MedicalResearch.com Interview with:
Razieh Soltani-Arabshahi, MD, MSci
Department of Dermatology,
University of Utah, Salt Lake City, Utah
MedicalResearch.com: What is the background for this study?
Dr. Soltani-Arabshahi: The incidence of melanoma is rapidly rising. Dermatologists are the leading specialty group to diagnose melanoma. While ABCD cirteria for diagnosis of melanoma have been used by many dermatologists, there are few studies of it’s predictive value.
MedicalResearch.com: What are the main findings?
Dr. Soltani-Arabshahi: We showed that at an academic dermatology center, nearly 16 clinically suspicious lesions need to be biopsied to find one case of melanoma. Biopsies of lesions larger than 6 mm in diameter on older male patients had the highest yield.
MedicalResearch.com: What should clinicians and patients take away from your report?
Dr. Soltani-Arabshahi: Patients should understand that even in expert hands, around 6% of all the lesions that are biopsied out of clinical concern for melanoma are confirmed to be melanoma.
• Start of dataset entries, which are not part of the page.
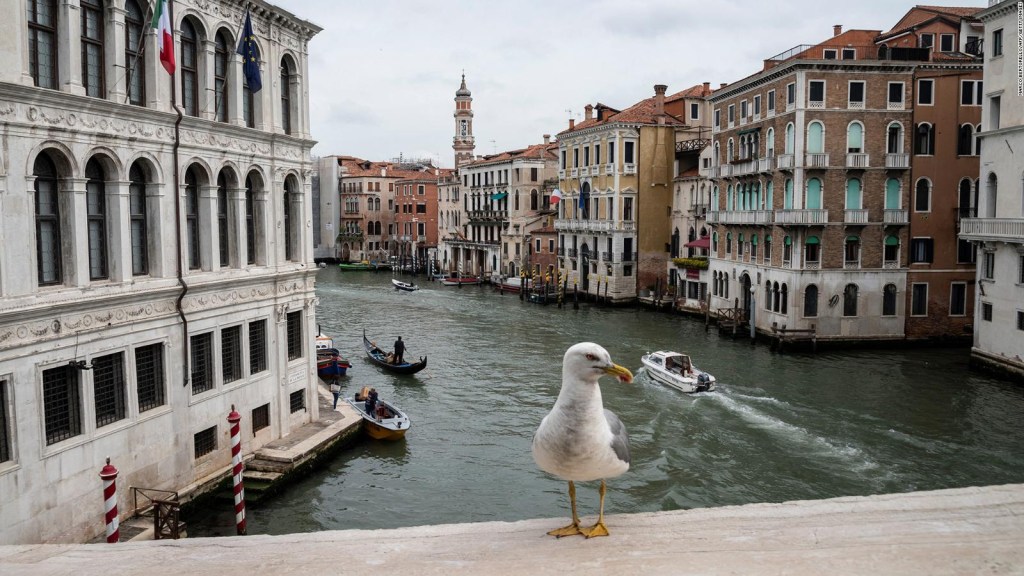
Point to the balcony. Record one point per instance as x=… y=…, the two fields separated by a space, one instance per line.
x=816 y=161
x=897 y=161
x=856 y=160
x=993 y=230
x=855 y=216
x=890 y=216
x=802 y=217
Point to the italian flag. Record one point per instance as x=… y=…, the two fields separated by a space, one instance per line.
x=165 y=37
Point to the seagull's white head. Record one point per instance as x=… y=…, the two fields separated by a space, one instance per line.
x=589 y=362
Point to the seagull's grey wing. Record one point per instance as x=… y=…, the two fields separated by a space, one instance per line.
x=620 y=440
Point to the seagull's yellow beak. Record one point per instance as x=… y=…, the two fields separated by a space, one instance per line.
x=620 y=372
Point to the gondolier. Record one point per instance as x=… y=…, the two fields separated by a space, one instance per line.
x=399 y=351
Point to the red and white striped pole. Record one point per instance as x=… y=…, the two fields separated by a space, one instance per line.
x=240 y=490
x=109 y=475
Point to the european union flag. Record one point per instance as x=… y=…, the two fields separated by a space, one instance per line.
x=250 y=56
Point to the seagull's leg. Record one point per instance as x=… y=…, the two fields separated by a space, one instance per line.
x=598 y=529
x=572 y=529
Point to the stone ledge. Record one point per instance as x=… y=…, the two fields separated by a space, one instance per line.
x=945 y=532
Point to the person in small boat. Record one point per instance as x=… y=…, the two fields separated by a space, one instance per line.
x=399 y=351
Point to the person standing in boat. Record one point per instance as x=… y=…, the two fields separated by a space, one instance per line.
x=399 y=351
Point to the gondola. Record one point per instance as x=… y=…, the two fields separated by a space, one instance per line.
x=379 y=357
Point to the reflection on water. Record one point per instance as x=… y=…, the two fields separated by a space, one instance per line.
x=779 y=427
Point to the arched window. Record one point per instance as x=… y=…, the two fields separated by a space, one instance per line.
x=48 y=253
x=855 y=137
x=923 y=196
x=892 y=195
x=189 y=68
x=95 y=205
x=965 y=140
x=889 y=299
x=815 y=137
x=92 y=47
x=811 y=301
x=287 y=92
x=924 y=141
x=139 y=220
x=853 y=196
x=220 y=68
x=894 y=138
x=192 y=218
x=42 y=16
x=222 y=236
x=850 y=300
x=813 y=195
x=134 y=62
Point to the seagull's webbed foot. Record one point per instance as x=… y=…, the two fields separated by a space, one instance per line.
x=572 y=529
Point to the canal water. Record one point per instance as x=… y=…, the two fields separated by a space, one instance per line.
x=779 y=427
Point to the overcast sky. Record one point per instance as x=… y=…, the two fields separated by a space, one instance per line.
x=383 y=73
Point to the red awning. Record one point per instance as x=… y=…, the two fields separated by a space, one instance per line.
x=702 y=242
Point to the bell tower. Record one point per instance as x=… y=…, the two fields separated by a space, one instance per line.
x=463 y=140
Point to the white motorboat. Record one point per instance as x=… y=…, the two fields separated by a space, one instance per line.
x=677 y=371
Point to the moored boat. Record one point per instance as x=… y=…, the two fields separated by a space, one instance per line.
x=678 y=371
x=380 y=358
x=407 y=286
x=386 y=422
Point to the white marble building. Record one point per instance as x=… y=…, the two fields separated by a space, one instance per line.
x=156 y=268
x=998 y=230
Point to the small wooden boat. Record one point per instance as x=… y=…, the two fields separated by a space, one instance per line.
x=407 y=286
x=677 y=371
x=387 y=421
x=380 y=358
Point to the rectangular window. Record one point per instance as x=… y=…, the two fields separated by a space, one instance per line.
x=921 y=250
x=925 y=91
x=109 y=388
x=150 y=376
x=205 y=442
x=202 y=362
x=297 y=401
x=971 y=92
x=261 y=417
x=5 y=448
x=957 y=298
x=294 y=334
x=946 y=42
x=816 y=93
x=919 y=299
x=895 y=97
x=230 y=354
x=61 y=404
x=856 y=98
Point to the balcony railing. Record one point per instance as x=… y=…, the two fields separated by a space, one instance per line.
x=897 y=161
x=891 y=216
x=817 y=161
x=856 y=160
x=806 y=217
x=855 y=216
x=987 y=230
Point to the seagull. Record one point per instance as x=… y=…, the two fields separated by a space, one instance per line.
x=579 y=440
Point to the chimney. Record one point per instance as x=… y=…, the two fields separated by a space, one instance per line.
x=659 y=98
Our study provides data on probability of a positive biopsy (one that is confirmed to be melanoma) in different clinical scenarios. It should be mentioned that while our study supports the 6 mm criterion in the ABCDs of melanoma, 28% of the melanomas in our study were smaller than 6 mm in diameter.
MedicalResearch.com: What recommendations do you have for future research as a result of this study?
Dr. Soltani-Arabshahi: Future prospective studies are needed to investigate the complex process of clinical decision making to biopsy a skin lesion.